From the evidence:
from sympy import *
N = 1000
for n in range(2, N):
if not isprime(n + 1) or not isprime(n-1):
s = n**2 - 1
if rad(s) != s:
print(f"True for {n} = n, n^2 - 1 = {s}")
else:
print(f"False for {n} = n, n^2 - 1 = {s}")
Prints all true:
.........
True for 963 = n, n^2 - 1 = 927368
True for 964 = n, n^2 - 1 = 929295
True for 965 = n, n^2 - 1 = 931224
True for 966 = n, n^2 - 1 = 933155
True for 967 = n, n^2 - 1 = 935088
True for 968 = n, n^2 - 1 = 937023
True for 969 = n, n^2 - 1 = 938960
True for 970 = n, n^2 - 1 = 940899
True for 971 = n, n^2 - 1 = 942840
True for 972 = n, n^2 - 1 = 944783
True for 973 = n, n^2 - 1 = 946728
True for 974 = n, n^2 - 1 = 948675
True for 975 = n, n^2 - 1 = 950624
True for 976 = n, n^2 - 1 = 952575
True for 977 = n, n^2 - 1 = 954528
True for 978 = n, n^2 - 1 = 956483
True for 979 = n, n^2 - 1 = 958440
True for 980 = n, n^2 - 1 = 960399
True for 981 = n, n^2 - 1 = 962360
True for 982 = n, n^2 - 1 = 964323
True for 983 = n, n^2 - 1 = 966288
True for 984 = n, n^2 - 1 = 968255
True for 985 = n, n^2 - 1 = 970224
True for 986 = n, n^2 - 1 = 972195
True for 987 = n, n^2 - 1 = 974168
True for 988 = n, n^2 - 1 = 976143
True for 989 = n, n^2 - 1 = 978120
True for 990 = n, n^2 - 1 = 980099
True for 991 = n, n^2 - 1 = 982080
True for 992 = n, n^2 - 1 = 984063
True for 993 = n, n^2 - 1 = 986048
True for 994 = n, n^2 - 1 = 988035
True for 995 = n, n^2 - 1 = 990024
True for 996 = n, n^2 - 1 = 992015
True for 997 = n, n^2 - 1 = 994008
True for 998 = n, n^2 - 1 = 996003
True for 999 = n, n^2 - 1 = 998000
It seems that every non-twin prime average $n\gt 1$ is such that $n^2 - 1$ (the product of its would-be primes) is not square-free.
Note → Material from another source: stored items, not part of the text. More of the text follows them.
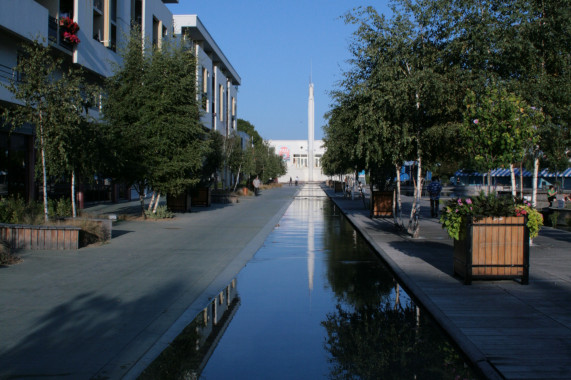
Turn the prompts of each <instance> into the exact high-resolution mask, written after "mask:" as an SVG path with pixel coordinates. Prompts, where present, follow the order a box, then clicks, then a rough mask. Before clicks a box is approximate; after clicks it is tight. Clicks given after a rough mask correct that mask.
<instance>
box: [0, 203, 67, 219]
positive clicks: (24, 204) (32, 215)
mask: <svg viewBox="0 0 571 380" xmlns="http://www.w3.org/2000/svg"><path fill="white" fill-rule="evenodd" d="M48 213H49V216H50V218H56V219H57V218H65V217H69V216H71V200H70V199H69V198H68V199H65V198H60V199H56V200H54V199H49V200H48ZM0 223H9V224H32V225H38V224H44V204H43V202H34V201H32V202H29V203H27V202H26V201H25V200H24V199H22V198H20V197H19V196H15V197H14V196H10V197H8V198H5V199H3V200H2V201H0Z"/></svg>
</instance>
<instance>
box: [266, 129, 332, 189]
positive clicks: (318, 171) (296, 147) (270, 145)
mask: <svg viewBox="0 0 571 380" xmlns="http://www.w3.org/2000/svg"><path fill="white" fill-rule="evenodd" d="M268 143H269V144H270V146H272V147H274V148H275V150H276V153H277V154H279V155H281V156H282V158H283V159H284V162H285V163H286V168H287V173H286V174H285V175H283V176H281V177H279V178H278V182H280V183H286V182H289V179H290V177H291V178H292V179H293V181H295V177H296V176H297V177H298V178H299V180H300V181H301V182H307V181H309V180H310V175H309V170H310V168H309V149H308V140H268ZM323 153H325V147H324V146H323V140H315V141H314V142H313V157H314V165H313V166H314V167H313V182H322V181H325V180H327V179H329V177H328V176H326V175H324V174H323V172H322V171H321V157H323Z"/></svg>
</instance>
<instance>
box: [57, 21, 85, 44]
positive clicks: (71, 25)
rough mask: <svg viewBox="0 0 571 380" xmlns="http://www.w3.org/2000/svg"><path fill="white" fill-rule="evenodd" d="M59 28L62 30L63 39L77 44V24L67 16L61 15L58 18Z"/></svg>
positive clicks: (68, 41)
mask: <svg viewBox="0 0 571 380" xmlns="http://www.w3.org/2000/svg"><path fill="white" fill-rule="evenodd" d="M59 25H60V27H61V28H60V30H61V31H62V32H63V39H64V41H66V42H68V43H70V44H73V45H77V44H78V43H79V42H80V41H79V38H78V37H77V32H78V31H79V25H77V22H75V21H73V20H72V19H71V18H69V17H62V18H60V19H59Z"/></svg>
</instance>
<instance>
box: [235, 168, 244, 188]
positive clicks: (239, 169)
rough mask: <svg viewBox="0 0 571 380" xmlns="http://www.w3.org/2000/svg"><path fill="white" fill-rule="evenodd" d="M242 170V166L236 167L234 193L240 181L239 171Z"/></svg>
mask: <svg viewBox="0 0 571 380" xmlns="http://www.w3.org/2000/svg"><path fill="white" fill-rule="evenodd" d="M241 170H242V164H240V166H238V175H237V176H236V182H235V183H234V191H236V187H238V181H239V180H240V171H241Z"/></svg>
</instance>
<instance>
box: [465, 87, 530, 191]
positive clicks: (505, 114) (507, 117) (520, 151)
mask: <svg viewBox="0 0 571 380" xmlns="http://www.w3.org/2000/svg"><path fill="white" fill-rule="evenodd" d="M539 116H540V114H539V113H538V112H534V110H533V109H532V108H531V107H530V106H528V105H527V104H526V103H525V102H524V101H523V100H521V99H520V98H518V97H517V96H516V95H515V94H513V93H509V92H508V91H507V90H506V89H505V88H502V86H501V85H496V84H495V83H492V84H491V85H490V86H488V87H487V88H486V89H485V91H484V93H483V94H480V95H479V96H478V95H477V94H476V93H475V92H473V91H469V92H468V95H467V96H466V115H465V120H464V127H465V128H464V137H465V145H464V146H465V147H466V149H467V152H468V153H469V154H470V156H472V157H473V158H474V163H475V165H476V168H477V169H480V170H485V171H486V172H488V193H489V192H490V185H491V174H490V173H491V170H492V169H493V168H497V167H506V166H509V165H511V164H512V163H513V162H514V161H516V160H518V159H519V158H520V157H521V156H522V155H523V154H524V152H525V151H527V150H528V149H529V148H530V147H533V146H535V145H536V141H537V138H538V137H537V131H536V126H537V124H538V121H539V118H538V117H539Z"/></svg>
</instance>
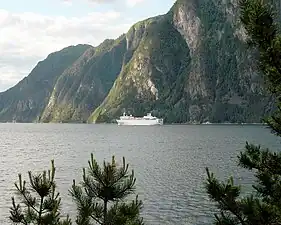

How can we prove this by elementary means?
from sympy import *
N = 100000
k = 2
for n in range(3, N):
if not isprime(n + k) or not isprime(n - k):
s = n**2 - k**2
if rad(s) != s:
print(f"True for {n} = n, n^2 - k^2 = {s}")
else:
print(f"False for {n} = n, n^2 - k^2 = {s}")
assert(0)
According to the last code output, I conclude with this conjecture:
Generalized Conjecture. For all fixed $k \geq 1$, for sufficiently large $n \in \Bbb{N},$ namely about $n - k \gt 0$, we have that $n \pm k \in \Bbb{P}$ or in other words $n$ is a $2k$-separated prime average if and only if $n^2 - k^2$ is a square-free integer!
How can we prove it or has this already been proved?
Your conjecture is not true. $n=14$ is not a twin prime average (as $14+1 = 15 = 3\cdot 5$ is not a prime), but $n^2 - 1 = 195 = 3\cdot 5\cdot 13$ is square-free.
You could sharpen your conjecture by requiring that neither $n-1$ nor $n+1$ are prime. But it still won't be true. Now $n=34$ with $n-1 = 3\cdot 11$ composite, $n+1 = 5\cdot 7$ composite and $n^2 - 1 = 1155 = 3\cdot 5\cdot 7\cdot 11$ squarefree is a counterexample.